A charity has announced a £30,000 fund for a research study into the affect that learning disability nurses have on patient outcomes, premature deaths and health inequalities.

12-month study will investigate the impact of the learning disability specialism

The RCN Foundation is calling on individuals and organisations to apply to undertake the study in 2023-24 that will further explore how nurses improve the health and well-being of children, adults and older people with learning disabilities.

Successful candidates will work with trustees and staff at the RCN Foundation over a 12-month period.

RCN Foundation director Deepa Korea said: ‘Recognising the importance of learning disability nursing and its contributions to healthcare in the UK is crucial, even more so when so little is known and when attrition rates from this field of nursing are at an all-time high.

‘Funding research that explores the impact of learning disability nursing, I hope, will ultimately reduce health inequality and enhance health-related quality of life outcomes for those with lived experience of a learning disability.’

In 2019, the RCN Foundation funded a scoping review by the University of West London into understanding the impact that learning disability nurses can have on health inequalities and outcomes.
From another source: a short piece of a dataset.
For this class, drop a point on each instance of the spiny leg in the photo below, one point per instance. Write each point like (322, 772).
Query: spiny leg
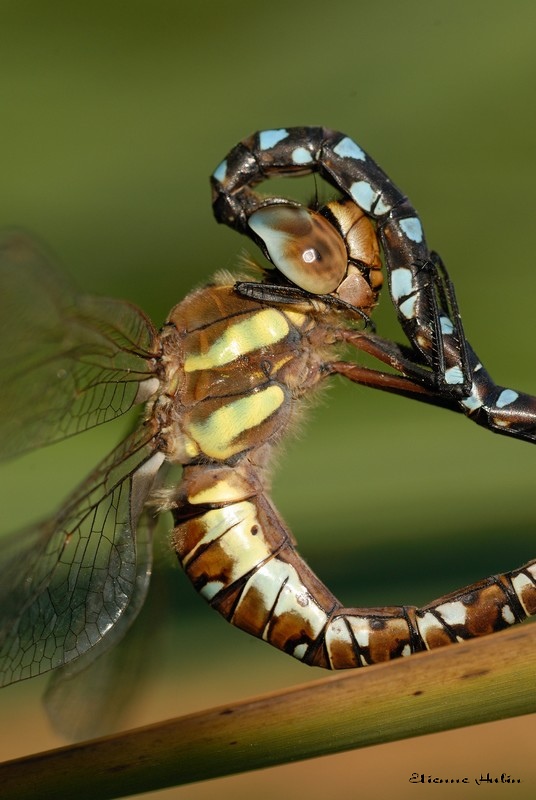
(420, 288)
It is hoped the new study will build on that work.

The lived experience of people with a learning disability will be central to the research

The funding announcement comes as the government announced a pledge to increase the number of learning disability training places by 46% by 2028-29 to 1,000 university places per year.

The charity say that the results of the research will be used to raise awareness of the importance of the role of nurses and to provide guidance to the workforce on how to explain the impact they have on this aspect of care.

It added that the lived experience of individuals with a learning disability should be ‘central to the research’ and applications from all four countries of the UK will be considered.

Applications are now open and close on Monday 13 November 2023 at 5pm.